Рукопожатия и взгляды, которыми обмениваются Занни и доктор после дружеской и фамильярной беседы, чересчур сдержанны, чтобы не показаться наигранными.

* * *

Я не без труда нахожу две хури и четырех ныряльщиков, по их словам, хорошо знающих дахлакскую банку. Им не удалось попасть на фелюгу, на которой они выходят в море каждый год, по причине запутанных семейных обстоятельств, оставшихся для меня непонятными. Джебер, Раскалла, Али Шере, Марсал — таковы их вполне суданские имена, за исключением Али Шере, в жилах которого течет еще и сомалийская кровь, откуда и его чисто мусульманское имя — Али.

Я должен взять с собой и мальчугана лет четырех, сына Джебера. Сыновья ныряльщиков с самого раннего возраста, как только приучаются самостоятельно есть, начинают овладевать ремеслом ловца жемчуга, сопровождая своих отцов. Я видел фелюги ныряльщиков, на борту которых находилось по восемь — десять мальчишек в возрасте от трех до пяти лет. Тем не менее эти почти младенцы занимаются хозяйством на судне и поражают ранним развитием. В умственном отношении эти четырехлетние малыши не уступают нашим десяти — двенадцатилетним мальчикам. Правда, их развитие замедляется к десяти годам, когда кости черепа отвердевают. И они остаются детьми на всю свою жизнь.

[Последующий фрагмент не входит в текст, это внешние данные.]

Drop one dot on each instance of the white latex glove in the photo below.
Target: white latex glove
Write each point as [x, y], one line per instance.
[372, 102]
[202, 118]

Ночь тихая, я отпустил рулевого и остался возле румпеля один: сон так и не пришел. Слабый свет позади нас на горизонте указывает на месторасположение Массауа, а маяк Рас-Мадура отбрасывает в небо свой прямой луч.

Я думаю о загадочном Занни и о том больном, который, несмотря на отдаленность его острова, попался в какую-то непонятную мне ловушку.

Я решаюсь вскрыть пакетик с медикаментами. Там лежит пузырек с красной этикеткой, на ней от руки написана формула химического состава. Жидкость без запаха, горькая на вкус. Пригубив снадобье, я сплевываю, теряясь в догадках: увы, я не разбираюсь в этом.

Понемногу моей душой вновь овладевает величие моря, и мрачные мысли куда-то улетучиваются, они кажутся мне теперь воспоминанием о каком-то дурном сне.

На другой день мы входим в залив Джемеле на веслах, чтобы преодолеть несколько миль, отделяющих нас от якорной стоянки — зеркальную поверхность воды не омрачает там даже легкое дуновение. Это свойственно всему архипелагу, где ветер поднимается лишь после десяти часов утра; данное обстоятельство благоприятствует ловле жемчуга, так как вода сохраняет свою прозрачность.

На берегу видны около двадцати хижин. С десяток фелюг спят под лучами солнца на поверхности прозрачной воды, мы присоединяемся к ним. Из хижины, над которой полощется итальянский флаг, выходит туземец в красной феске, кажется, он ждет, когда мы сойдем на берег. Это представитель властей, проверяющий патенты причаливающих к острову лодок.